エネオスのガソリンスタンドだけで支払いできる法人カードであり、これをハウスカードといいます。

カード会社については、トヨタファイナンスというトヨタ自動車の自動車販売金融を担っている部門が主に行うことになります。

法人カードは「エネオス ビジネスカード」という名前であり、エネオスガソリンスタンド内だけで利用できるようになっているものの、クレジットカードの仕組みはトヨタファイナンスのシステムを借りているようになります。

そのため、カードの紛失や磁気不良などによって再発行するとき、エネオスではなくトヨタファイナンスに連絡することになります。紛失・磁気不良などによる手続きをすることで、カードが再発行されるようになりますが、このときはトヨタファイナンスで24時間受け付けている「トヨタファイナンス紛失・盗難受付デスク」に電話するようにしましょう。

それでは、エネオス ビジネスカードにはどのような特徴があるかというと、以下のようなものがあります。

年会費無料で発行できる

法人カードの中でも、エネオス ビジネスカードは入会金や年会費が必要ありません。これは、エネオスガソリンスタンドだけで利用できる法人カードになっているからです。

どのような買い物にでも利用できる法人カードの場合、審査は非常に厳しくなります。また、そうした法人カードで年会費無料のカードは非常に少ないです。

ただ、エネオスガソリンスタンド内だけの利用であれば、たとえ入会金や年会費が無料であったとしても支払い額は少ないですし、法人カードを利用することによるメリットを提供すれば顧客の囲い込みをすることができます。

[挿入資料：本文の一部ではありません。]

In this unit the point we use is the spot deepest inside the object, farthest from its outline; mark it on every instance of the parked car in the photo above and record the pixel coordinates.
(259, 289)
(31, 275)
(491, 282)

こうした理由から、年会費無料で発行できるようにしているのです。

なお、エネオスガソリンスタンド内で提供しているサービスならどれでも申し込むことが可能のため、ガソリンだけでなく灯油代や洗車代まで支払うことができます。

ガソリン・軽油を契約価格で購入できる

エネオス ビジネスカードを発行するとき、入会したSS(サービスステーション:給油所)と取り決めをして、契約価格を決定します。

このとき、全国のガソリンスタンドで契約価格にて給油することができます。

ただし、高速道路のSS(サービスステーション)を利用したときは対象外になり、高速道路の給油所特有の高いガソリン代が適応されます。

また、免税ガソリンや免税軽油は契約の対象外になります。他にも、灯油や洗車など、ガソリン・軽油以外の商品は契約価格の対象外になることを理解しなければいけません。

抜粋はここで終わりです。